I'm using the Dedupe library to match person records to each other. My data includes first_name,last_name, email,phone1,phone2,phone3 and address information.
Here is my question: I always want to match two records with 80% to 99% confidence if they have a matching first_name,last_name with (phone1,phone2,phone3,email and address) also i want to match cross phone number like phone1=phone2,phone1=phone3,phone2=phone3.
Here is an example of some of my code:
fields = [
{'field' : 'first_name','variable name': 'ffname','type': 'Exact'},
{'field' : 'last_name','variable name': 'lname','type': 'Exact'},
{'field' : 'email','variable name': 'email', 'type': 'Exact','Has Missing':True},
{'field' : 'phone1','variable name': 'phone1', 'type': 'Exact', 'Has Missing':True},
{'field' : 'phone2','variable name': 'phone2', 'type': 'Exact', 'Has Missing':True},
{'field' : 'phone3','variable name': 'phone3', 'type': 'Exact', 'Has Missing':True},
{'field' : 'address','variable name': 'addr','type': 'String','Has Missing':True}
]
In the Dedupe library, is there any way for me to match cross phone number with first_name and last_name?

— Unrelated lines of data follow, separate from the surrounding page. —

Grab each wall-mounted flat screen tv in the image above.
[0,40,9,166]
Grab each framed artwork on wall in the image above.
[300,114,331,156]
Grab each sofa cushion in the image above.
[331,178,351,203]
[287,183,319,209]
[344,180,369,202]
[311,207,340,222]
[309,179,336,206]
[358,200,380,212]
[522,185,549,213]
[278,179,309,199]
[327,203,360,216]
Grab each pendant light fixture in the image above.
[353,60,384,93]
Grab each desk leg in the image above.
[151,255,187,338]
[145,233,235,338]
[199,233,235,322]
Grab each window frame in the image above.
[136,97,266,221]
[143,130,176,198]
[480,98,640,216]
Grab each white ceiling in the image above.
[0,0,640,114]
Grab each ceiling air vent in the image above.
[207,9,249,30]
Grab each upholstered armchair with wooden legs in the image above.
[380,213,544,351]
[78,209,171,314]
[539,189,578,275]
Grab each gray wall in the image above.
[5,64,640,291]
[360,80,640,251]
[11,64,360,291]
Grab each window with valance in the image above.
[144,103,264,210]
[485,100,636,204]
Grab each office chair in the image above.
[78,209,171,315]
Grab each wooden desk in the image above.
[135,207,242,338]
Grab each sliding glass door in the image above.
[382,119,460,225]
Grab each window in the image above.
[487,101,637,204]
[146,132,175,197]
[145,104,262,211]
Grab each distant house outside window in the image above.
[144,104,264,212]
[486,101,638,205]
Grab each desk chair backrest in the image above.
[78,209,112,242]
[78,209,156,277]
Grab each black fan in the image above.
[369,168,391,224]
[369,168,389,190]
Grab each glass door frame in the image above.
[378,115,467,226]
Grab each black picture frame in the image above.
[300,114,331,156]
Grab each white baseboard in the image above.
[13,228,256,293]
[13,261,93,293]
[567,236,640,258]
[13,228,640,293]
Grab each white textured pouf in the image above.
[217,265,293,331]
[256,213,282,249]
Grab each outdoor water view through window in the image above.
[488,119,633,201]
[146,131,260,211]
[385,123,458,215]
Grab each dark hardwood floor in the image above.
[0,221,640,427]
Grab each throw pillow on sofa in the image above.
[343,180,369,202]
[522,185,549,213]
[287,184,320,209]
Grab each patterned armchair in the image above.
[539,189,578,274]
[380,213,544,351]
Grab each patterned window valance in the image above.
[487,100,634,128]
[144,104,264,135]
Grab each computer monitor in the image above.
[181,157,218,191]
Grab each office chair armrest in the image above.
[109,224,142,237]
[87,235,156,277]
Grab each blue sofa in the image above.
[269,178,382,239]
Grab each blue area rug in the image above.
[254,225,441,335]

Looking at the documentation, there are two ways of doing that.
The first one is tho use the set
variable type.. The catch - set is similar to text in the way it compares strings - it looks at common terms, so from that perspective the phone numbers (123) 456-7890 is not the same as 4567890.
The other alternative, which I believe is better, is to build a custom comparator. This comparator would take two lists of phone numbers and return a number. The lower the number, the better. This comparator can be based on the affine comparison algorithm which is already used for string variables. Here's an implementation:
from affinegap import normalizedAffineGapDistance as affineGap
def phonesComparator(f1, f2):
distances = []
for p1 in f1:
for p2 in f2:
distances.append(affineGap(p1, p2))
if distances:
return min(distances)
else:
return 200.0
Here's I'm returning the minimum distance between any two phone numbers in the two lists. But - one can of course come up with alternative measures.
One final note: when creating the records, one should place all the phones in a single field. That list should be a list of phone numbers (or the empty list if there are none).